For Lee, it was a matter of making up her mind to cut loose and let go mentally. "I pushed her buttons," says Crenshaw. "The next thing you know she was coming after me and not holding back."

And Lee didn't start off with blazing great matches, Crenshaw remembers.

Her parents learned this firsthand. They didn't know their daughter had planned to compete until the day of her first fight at the University of Maryland last year.

Naturally, they made the trip. It was the first time they had seen her in a boxing ring. "When they call your daughter's name, your heart starts to pound," says Lee's mother, Arlene Lee. It wasn't the most encouraging introduction to the sport, though: "She didn't do well at all," Arlene Lee says. "She didn't win that match."

Although Lee's parents were nervous and concerned, her mother explains, they were even more proud and supportive. Lee's father suffers from seizures and has spent much time in hospitals. Lee, the oldest of four girls in the family, has been kind of a pseudo-son to her father. They weren't able to make the championship fight in Austria. But Lee's father watches it on videotape. "He's gets really excited and talks about it all the time," Lee's mother says with a laugh.

At Prodigy on a recent Tuesday night a class is ready to begin. In a room lined with mirrors and black punching bags, 16 young men and women gather on a buffed wooden floor.

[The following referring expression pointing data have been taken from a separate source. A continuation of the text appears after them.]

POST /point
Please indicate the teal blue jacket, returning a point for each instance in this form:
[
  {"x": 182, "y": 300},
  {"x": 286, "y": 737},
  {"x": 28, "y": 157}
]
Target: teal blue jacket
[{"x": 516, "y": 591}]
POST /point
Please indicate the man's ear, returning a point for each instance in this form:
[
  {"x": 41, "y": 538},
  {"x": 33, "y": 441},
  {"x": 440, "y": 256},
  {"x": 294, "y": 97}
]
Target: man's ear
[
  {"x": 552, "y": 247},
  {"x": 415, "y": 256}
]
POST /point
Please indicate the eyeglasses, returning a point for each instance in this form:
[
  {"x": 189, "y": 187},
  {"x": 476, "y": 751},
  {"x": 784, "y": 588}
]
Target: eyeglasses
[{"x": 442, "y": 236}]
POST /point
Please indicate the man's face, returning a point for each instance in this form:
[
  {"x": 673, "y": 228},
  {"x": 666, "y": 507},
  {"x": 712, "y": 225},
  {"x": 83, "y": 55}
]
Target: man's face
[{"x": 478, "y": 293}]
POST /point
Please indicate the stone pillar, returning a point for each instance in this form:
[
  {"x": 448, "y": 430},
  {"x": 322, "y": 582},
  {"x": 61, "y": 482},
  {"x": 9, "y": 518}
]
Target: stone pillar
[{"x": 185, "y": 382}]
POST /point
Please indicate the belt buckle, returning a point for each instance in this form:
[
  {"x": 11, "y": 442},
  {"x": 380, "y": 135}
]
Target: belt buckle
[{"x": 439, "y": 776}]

Lee is the smallest among them. She wears a blue bandana, her hair in a braid and yellow gloves.

After the warm-up exercises, Lee flashes a girlish smile to the group and tells them to pair up for sparring. The couples trade off wearing Thai pads — thick pads strapped over wrists and forearms that absorb kicks — and boxing gloves. Each takes a turn alternating kicks to the right, throwing cross-over punches, then kicks to the left. Leg, fist, fist, leg. Smack, pop, pop, smack. It's the sound that takes Lee back to the ring.

"I go through a transformation," she says. "I don't remember anything or hear anything but a hum and me and my opponent."